There are also many reasons why collateral review is unique.
"Chief among them is the principle that 'direct appeal is the
primary avenue for review of a conviction or sentence . . . .
When the process of direct review . . . comes to an end, a
presumption of finality and legality attaches to the conviction
and sentence.'" In re Moore, 830 F.3d at 1272 (alterations in
original) (quoting Barefoot v. Estelle, 463 U.S. 880, 887 (1983)).

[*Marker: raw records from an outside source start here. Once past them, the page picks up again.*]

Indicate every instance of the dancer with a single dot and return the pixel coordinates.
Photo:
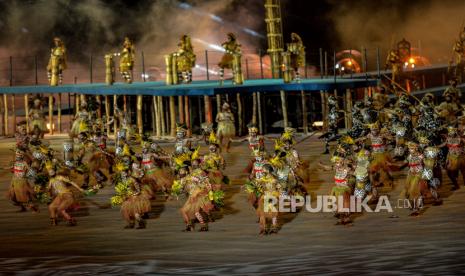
(231, 48)
(129, 194)
(226, 129)
(20, 192)
(57, 61)
(126, 62)
(63, 198)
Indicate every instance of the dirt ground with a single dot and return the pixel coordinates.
(308, 243)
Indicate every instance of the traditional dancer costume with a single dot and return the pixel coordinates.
(226, 129)
(20, 192)
(63, 197)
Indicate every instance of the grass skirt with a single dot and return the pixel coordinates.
(136, 204)
(226, 129)
(62, 201)
(159, 179)
(261, 212)
(196, 202)
(20, 191)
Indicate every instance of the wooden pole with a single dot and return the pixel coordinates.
(5, 114)
(13, 110)
(208, 109)
(172, 116)
(239, 115)
(324, 108)
(181, 109)
(259, 108)
(188, 115)
(59, 113)
(107, 113)
(157, 117)
(98, 99)
(162, 115)
(115, 122)
(26, 111)
(304, 112)
(78, 99)
(348, 108)
(50, 113)
(2, 118)
(125, 104)
(139, 114)
(218, 103)
(284, 107)
(254, 108)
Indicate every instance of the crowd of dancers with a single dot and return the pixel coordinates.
(139, 170)
(386, 135)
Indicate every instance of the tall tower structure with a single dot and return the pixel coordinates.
(274, 29)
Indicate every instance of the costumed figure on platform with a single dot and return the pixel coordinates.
(129, 194)
(270, 192)
(455, 161)
(185, 59)
(432, 173)
(252, 186)
(102, 158)
(231, 49)
(126, 61)
(20, 192)
(63, 198)
(156, 176)
(81, 122)
(197, 187)
(394, 63)
(57, 61)
(37, 118)
(358, 127)
(333, 119)
(380, 163)
(449, 109)
(363, 185)
(414, 186)
(21, 137)
(213, 163)
(343, 176)
(226, 129)
(459, 52)
(256, 142)
(297, 50)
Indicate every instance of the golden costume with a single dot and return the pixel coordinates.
(126, 61)
(185, 58)
(57, 62)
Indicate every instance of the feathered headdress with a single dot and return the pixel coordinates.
(181, 127)
(195, 154)
(277, 161)
(278, 144)
(120, 166)
(212, 138)
(182, 160)
(346, 140)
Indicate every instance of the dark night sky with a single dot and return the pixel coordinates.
(93, 25)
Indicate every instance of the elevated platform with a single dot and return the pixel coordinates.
(195, 88)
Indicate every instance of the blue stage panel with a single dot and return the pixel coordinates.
(196, 88)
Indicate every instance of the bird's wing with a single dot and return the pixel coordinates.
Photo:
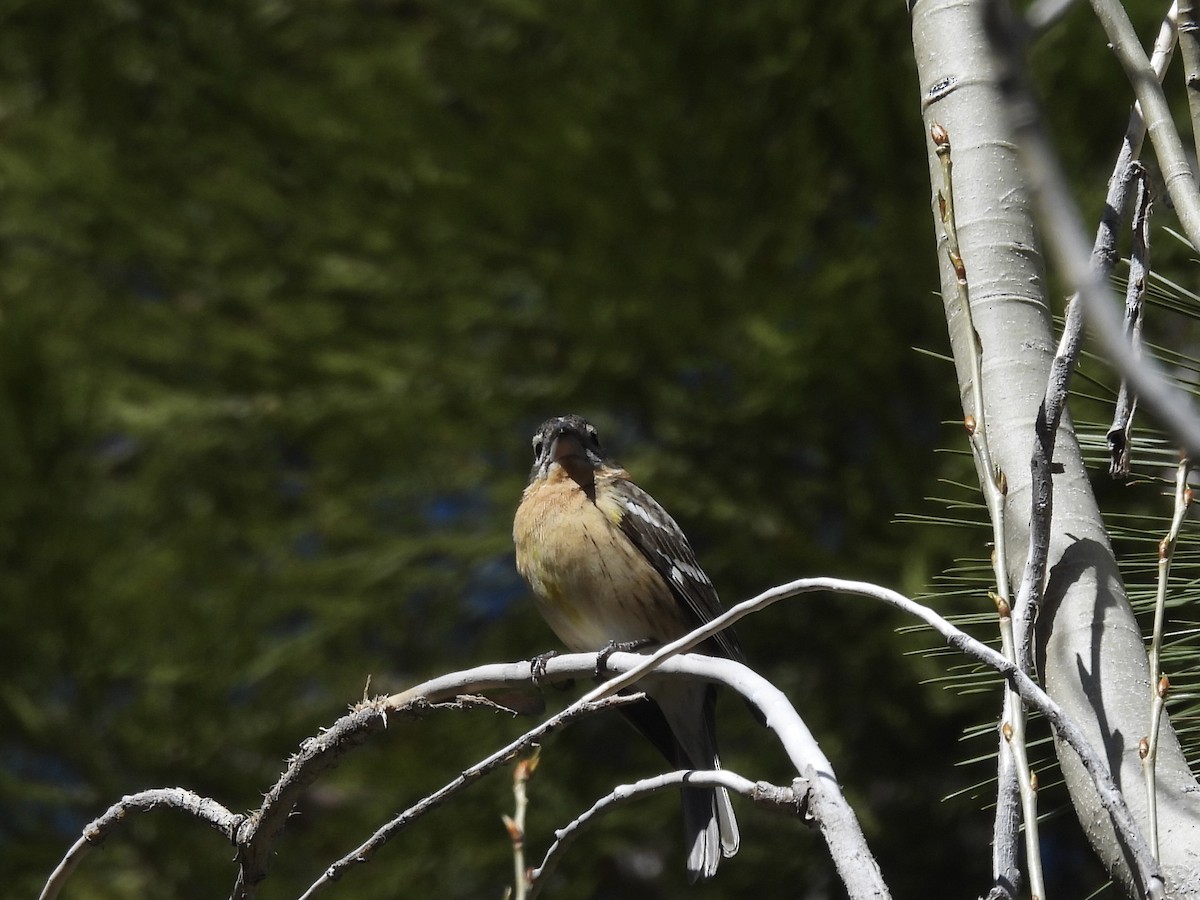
(663, 543)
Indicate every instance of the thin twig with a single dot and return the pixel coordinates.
(202, 808)
(783, 798)
(257, 835)
(1189, 49)
(366, 850)
(995, 489)
(1120, 433)
(1181, 183)
(1158, 683)
(1067, 240)
(515, 823)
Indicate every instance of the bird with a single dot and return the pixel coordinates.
(609, 567)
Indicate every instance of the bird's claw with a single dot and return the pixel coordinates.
(617, 647)
(538, 666)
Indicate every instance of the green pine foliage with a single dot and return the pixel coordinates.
(285, 287)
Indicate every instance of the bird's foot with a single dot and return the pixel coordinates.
(538, 666)
(617, 647)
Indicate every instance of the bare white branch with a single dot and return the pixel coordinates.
(202, 808)
(784, 798)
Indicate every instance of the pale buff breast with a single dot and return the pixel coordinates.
(591, 582)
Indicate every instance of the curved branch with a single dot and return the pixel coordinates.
(202, 808)
(781, 798)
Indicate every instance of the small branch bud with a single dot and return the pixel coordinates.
(960, 270)
(513, 828)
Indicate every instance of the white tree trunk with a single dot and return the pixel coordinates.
(1090, 652)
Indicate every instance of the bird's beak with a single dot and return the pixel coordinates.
(564, 448)
(568, 451)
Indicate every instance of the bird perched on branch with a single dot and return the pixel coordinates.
(610, 567)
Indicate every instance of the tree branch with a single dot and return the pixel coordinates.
(761, 792)
(202, 808)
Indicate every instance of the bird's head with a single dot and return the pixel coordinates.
(567, 444)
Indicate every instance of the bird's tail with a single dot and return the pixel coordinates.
(711, 829)
(709, 826)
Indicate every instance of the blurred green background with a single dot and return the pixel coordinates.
(285, 288)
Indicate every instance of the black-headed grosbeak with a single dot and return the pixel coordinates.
(607, 564)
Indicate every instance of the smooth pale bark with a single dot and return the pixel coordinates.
(1090, 652)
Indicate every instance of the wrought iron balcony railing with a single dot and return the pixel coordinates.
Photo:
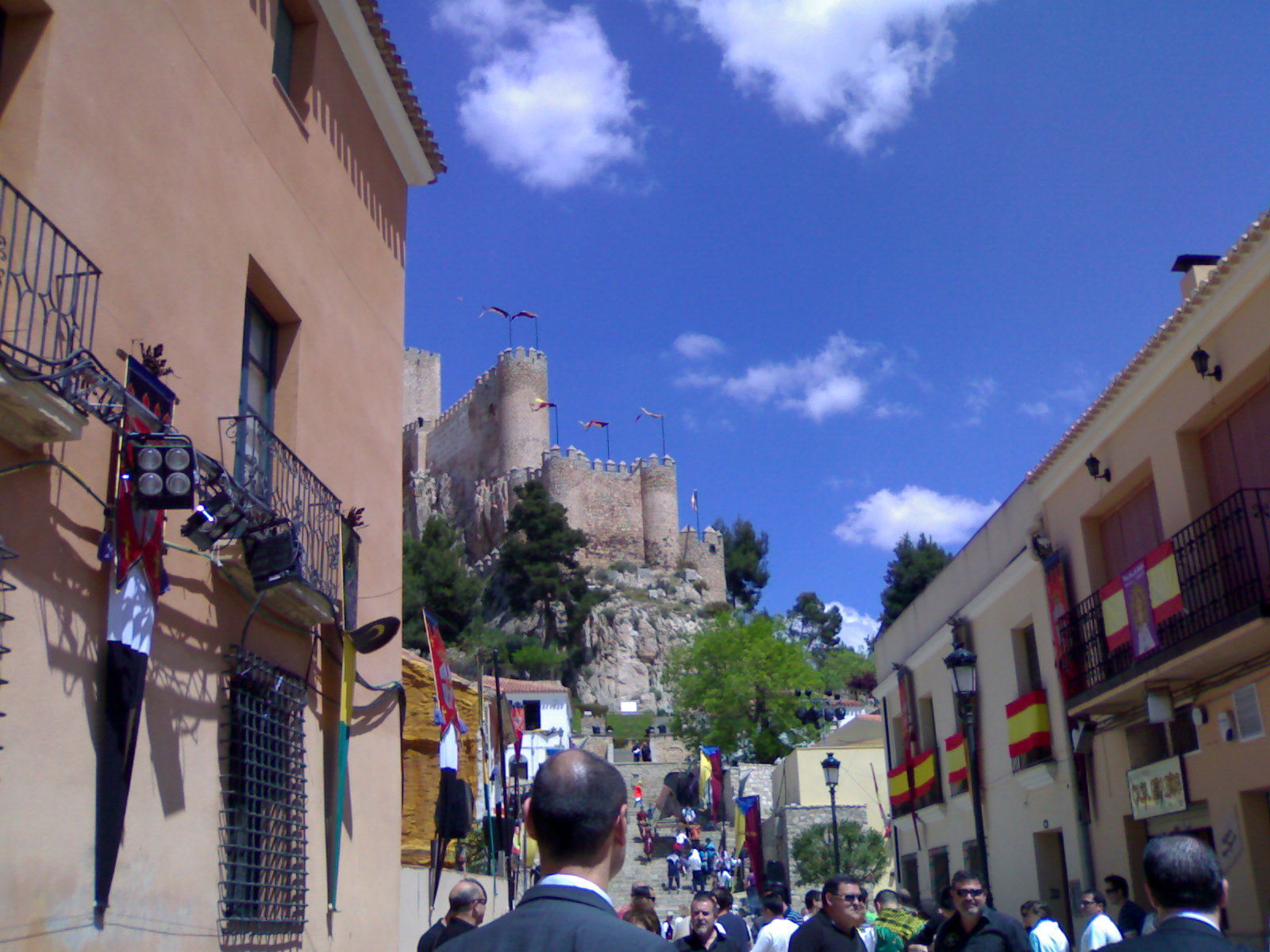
(1223, 571)
(48, 300)
(279, 482)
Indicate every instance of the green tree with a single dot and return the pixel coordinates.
(863, 850)
(436, 577)
(537, 575)
(813, 622)
(745, 562)
(908, 574)
(733, 685)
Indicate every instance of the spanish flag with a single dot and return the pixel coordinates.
(954, 752)
(1149, 582)
(1028, 723)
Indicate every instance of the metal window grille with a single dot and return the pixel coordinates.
(264, 824)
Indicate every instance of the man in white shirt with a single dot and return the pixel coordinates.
(1045, 935)
(774, 935)
(1100, 931)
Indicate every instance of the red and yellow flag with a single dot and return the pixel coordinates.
(1141, 598)
(1028, 723)
(954, 752)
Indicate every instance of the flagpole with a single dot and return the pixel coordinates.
(502, 780)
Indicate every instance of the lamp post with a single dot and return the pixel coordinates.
(962, 663)
(829, 765)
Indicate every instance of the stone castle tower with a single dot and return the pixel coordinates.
(464, 463)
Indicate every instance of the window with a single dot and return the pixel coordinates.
(264, 825)
(253, 463)
(1026, 659)
(533, 715)
(972, 860)
(1130, 532)
(283, 44)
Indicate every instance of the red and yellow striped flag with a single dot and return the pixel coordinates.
(1028, 723)
(954, 750)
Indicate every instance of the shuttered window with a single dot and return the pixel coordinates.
(1237, 450)
(1130, 532)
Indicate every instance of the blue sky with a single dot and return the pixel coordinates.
(870, 257)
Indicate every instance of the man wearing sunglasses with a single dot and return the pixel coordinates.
(840, 926)
(976, 928)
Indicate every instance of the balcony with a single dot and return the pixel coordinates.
(1223, 573)
(283, 488)
(48, 319)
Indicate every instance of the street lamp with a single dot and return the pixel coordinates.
(829, 765)
(962, 663)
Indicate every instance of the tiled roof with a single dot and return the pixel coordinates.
(402, 82)
(1257, 232)
(525, 687)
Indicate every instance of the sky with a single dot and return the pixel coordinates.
(869, 257)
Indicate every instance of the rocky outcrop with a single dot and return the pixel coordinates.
(630, 634)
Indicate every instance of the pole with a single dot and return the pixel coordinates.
(972, 755)
(833, 822)
(505, 825)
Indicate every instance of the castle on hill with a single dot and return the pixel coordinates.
(464, 463)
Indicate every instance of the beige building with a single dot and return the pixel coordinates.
(800, 797)
(991, 600)
(1164, 651)
(228, 181)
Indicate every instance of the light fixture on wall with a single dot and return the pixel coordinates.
(1200, 359)
(216, 520)
(1094, 465)
(160, 466)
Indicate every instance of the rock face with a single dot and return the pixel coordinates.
(629, 635)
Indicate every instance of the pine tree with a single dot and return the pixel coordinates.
(745, 562)
(908, 574)
(435, 577)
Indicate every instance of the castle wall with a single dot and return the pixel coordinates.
(660, 501)
(705, 552)
(422, 386)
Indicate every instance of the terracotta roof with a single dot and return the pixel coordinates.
(526, 687)
(1257, 232)
(402, 82)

That presumption is irreparably undermined if the Government is
forced to bear the burden of proving that each Johnson II claimant
does not have a valid Johnson II claim. The burden should fall
on the petitioner to establish by a preponderance of the evidence
a necessary element of his Johnson II claim -- that his ACCA
sentence rested on the residual clause.
The Fourth Circuit in Winston agreed with the Ninth
Circuit as to state habeas claimants, but on different grounds.
The Fourth Circuit reasoned that "imposing the burden on movants
[to show they had been sentenced under the residual clause]. . .
would result in 'selective application' of the new rule of
constitutional law announced in Johnson II, violating 'the
principle of treating similarly situated defendants the same.'"
Winston, 850 F.3d at 682 (quoting In re Chance, 831 F.3d at 1341).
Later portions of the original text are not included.